I agree, an SOP will be handy, but we need a BATTLE oriented SOP, not a CASUALTY oriented SOP.

  "I can think of several situations where a single rifle could be spared for a matter of 30 sec to care for buddy."

I agree.  Perhaps even in a majority of situations.  And you can bet we will all try and find a way to make that happen.  But to enshrine it as an SOP gives it the authority of a DRILL.

"Any casualty management plan should be considered advisory rather than directive in nature"

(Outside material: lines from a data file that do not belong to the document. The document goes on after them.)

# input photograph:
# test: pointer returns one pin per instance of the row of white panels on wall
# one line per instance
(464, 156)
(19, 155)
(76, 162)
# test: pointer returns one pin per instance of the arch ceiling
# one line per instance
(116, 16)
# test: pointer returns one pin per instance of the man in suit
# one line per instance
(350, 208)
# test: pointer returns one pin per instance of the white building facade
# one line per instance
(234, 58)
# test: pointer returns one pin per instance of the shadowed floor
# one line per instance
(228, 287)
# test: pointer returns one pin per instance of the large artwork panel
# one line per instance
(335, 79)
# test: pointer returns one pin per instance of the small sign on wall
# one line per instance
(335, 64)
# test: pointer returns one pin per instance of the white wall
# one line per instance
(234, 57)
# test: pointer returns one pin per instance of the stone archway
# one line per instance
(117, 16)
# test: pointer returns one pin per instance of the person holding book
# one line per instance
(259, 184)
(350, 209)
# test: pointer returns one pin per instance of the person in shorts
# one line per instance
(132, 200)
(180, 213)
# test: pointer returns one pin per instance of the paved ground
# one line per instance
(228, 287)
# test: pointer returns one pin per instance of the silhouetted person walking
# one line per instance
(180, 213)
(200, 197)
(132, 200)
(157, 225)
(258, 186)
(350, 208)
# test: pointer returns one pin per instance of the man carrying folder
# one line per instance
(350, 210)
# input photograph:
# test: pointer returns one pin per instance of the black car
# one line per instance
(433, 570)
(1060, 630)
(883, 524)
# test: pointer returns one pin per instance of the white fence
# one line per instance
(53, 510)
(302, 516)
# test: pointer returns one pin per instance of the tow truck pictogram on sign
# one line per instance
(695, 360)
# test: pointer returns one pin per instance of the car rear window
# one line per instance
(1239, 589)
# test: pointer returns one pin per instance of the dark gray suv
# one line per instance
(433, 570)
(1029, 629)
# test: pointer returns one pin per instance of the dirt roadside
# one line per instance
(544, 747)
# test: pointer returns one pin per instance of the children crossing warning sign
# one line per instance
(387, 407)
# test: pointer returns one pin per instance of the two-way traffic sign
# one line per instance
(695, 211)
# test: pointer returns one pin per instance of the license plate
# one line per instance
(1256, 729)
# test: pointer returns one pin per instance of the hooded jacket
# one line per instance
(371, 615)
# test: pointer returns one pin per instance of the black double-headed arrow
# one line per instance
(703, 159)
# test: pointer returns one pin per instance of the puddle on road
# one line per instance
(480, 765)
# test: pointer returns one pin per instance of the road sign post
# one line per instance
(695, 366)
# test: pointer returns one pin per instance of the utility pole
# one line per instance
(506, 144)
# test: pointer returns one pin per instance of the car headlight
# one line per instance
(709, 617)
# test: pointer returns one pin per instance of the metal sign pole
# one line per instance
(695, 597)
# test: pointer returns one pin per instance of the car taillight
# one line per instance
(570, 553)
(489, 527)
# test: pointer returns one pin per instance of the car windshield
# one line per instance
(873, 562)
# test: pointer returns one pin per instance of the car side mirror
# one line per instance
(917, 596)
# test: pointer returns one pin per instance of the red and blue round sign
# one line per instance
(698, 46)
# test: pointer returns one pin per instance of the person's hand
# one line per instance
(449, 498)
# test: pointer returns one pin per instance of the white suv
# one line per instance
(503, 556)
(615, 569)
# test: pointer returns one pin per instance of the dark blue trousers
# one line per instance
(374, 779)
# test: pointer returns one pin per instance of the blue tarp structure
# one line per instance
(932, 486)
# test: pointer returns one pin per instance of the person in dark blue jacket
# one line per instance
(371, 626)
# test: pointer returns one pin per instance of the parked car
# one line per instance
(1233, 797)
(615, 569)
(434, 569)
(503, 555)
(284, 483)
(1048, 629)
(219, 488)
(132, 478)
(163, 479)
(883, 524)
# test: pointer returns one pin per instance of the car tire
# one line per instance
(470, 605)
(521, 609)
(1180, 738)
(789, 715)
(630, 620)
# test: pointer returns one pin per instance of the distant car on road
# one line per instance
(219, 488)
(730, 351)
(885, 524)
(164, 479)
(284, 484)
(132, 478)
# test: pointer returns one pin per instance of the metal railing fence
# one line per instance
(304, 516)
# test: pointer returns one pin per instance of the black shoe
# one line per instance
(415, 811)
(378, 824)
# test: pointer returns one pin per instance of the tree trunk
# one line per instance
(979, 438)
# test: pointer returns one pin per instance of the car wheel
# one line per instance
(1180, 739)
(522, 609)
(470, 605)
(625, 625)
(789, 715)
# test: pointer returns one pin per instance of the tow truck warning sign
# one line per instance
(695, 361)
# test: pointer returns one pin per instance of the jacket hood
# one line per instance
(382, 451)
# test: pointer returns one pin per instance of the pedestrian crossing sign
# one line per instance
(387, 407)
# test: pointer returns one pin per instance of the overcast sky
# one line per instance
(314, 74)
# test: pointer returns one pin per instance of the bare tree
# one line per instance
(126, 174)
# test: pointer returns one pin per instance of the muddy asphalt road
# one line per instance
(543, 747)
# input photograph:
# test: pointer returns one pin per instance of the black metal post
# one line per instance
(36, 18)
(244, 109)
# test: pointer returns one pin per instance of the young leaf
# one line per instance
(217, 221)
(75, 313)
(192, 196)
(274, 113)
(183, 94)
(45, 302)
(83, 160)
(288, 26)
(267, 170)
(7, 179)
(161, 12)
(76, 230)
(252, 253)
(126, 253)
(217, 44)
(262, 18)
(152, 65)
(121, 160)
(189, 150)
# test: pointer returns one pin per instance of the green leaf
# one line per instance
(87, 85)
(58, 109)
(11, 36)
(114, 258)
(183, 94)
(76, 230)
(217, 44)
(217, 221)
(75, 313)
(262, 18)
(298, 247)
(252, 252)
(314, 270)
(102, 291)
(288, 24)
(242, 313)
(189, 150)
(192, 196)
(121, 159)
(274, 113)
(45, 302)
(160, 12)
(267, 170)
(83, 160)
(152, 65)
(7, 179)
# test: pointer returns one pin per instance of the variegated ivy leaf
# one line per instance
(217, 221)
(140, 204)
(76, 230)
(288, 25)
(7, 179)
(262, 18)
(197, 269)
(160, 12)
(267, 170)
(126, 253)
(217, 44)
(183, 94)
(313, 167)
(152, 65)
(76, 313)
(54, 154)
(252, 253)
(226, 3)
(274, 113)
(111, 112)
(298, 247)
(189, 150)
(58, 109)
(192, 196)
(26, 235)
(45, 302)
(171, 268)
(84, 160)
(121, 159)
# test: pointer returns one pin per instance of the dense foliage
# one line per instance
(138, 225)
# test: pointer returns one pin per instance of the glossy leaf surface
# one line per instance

There we go.  Words to the effect that  " re-deploying combat power from the battle to casualty care is a command decision, not a medical one" may be usefull between para 3a and para 3b.




 
Let's see here...

According to TCCC guidelines:

"Objectives of tactical casualty managment:  Treat the casualty, prevent additional casualties, complete the mission - not necessarily in that order."

"The priority of the mission may take precidence over the welfare of the casulaty"

"Care Under Fire phase:  'Firepower may be the best medicine'"

"Drills" need to be in individual skill, such as recognition of life threatening bleeding, and tourniquet apllication, casualty rescue should not be an SOP, but rather a TT&P.  You need to practice casualty rescue to have the skills in your tool box, as stated prior - if the commander on the ground deems it appropriate to perform a rescue given the situation, it cannot be a rule.

Remain flexible, with the skills to due what is appriopriate at the time given the situation.

 
"We can not trade one set of rigid guidelines for another"
- Capt (N) Frank Butler
 
Just my two cents...
One of the first things we are taught whether you're Reg or Res is scene safety. That being said "scene safety" is becoming a relative concept. In a combat sit. we as medics are just as responsible to make the scene safe as our infantry collegues are. You cant effectively treat a casualty when you're still under effective fire. So I agree with the statement that sometimes the best treatment is to return fire.

Also that being said I think it's imperative that our training scenarios reflect a combat flavour to them.  Now some will say that we'll need to involve infantry units to facilitate this type of training. However we've all seen CSS convoys coming under attack from insurgents in Iraq.  Some of these CSS convoys did'nt have any infantry to provide security.  So isn't it reasonable to train as Fd Ambs in convoys that come under attack from the unconventional enemy and throw in the TCCC sops as well?

Again just my two cents. :soldier:
 
Not to digress from the original thread, but, yes Battle Task Standards covers that:

B-GL-383-002/PT-023 Battle Task Standards - Medical: pg. iii, para 5.

  "These Field Amb BTS emphasize aspects unique to the provision of medical support.  Combat Service Support BTS 1001, " ..."4101" (Defend)  ...  "4316"  (Conduct Road Movement)...."...are of great relevance to Fd Amb operations and should be consulted where a more detailed breakdown of certain tasksis required."

BTS L4316 D/F Conduct Road Movement:  " 6.  i: The packet reacts to air attack or ambush IAW BTS 5004, Defend Against Air Attack or BTS 5006, React to Ambush."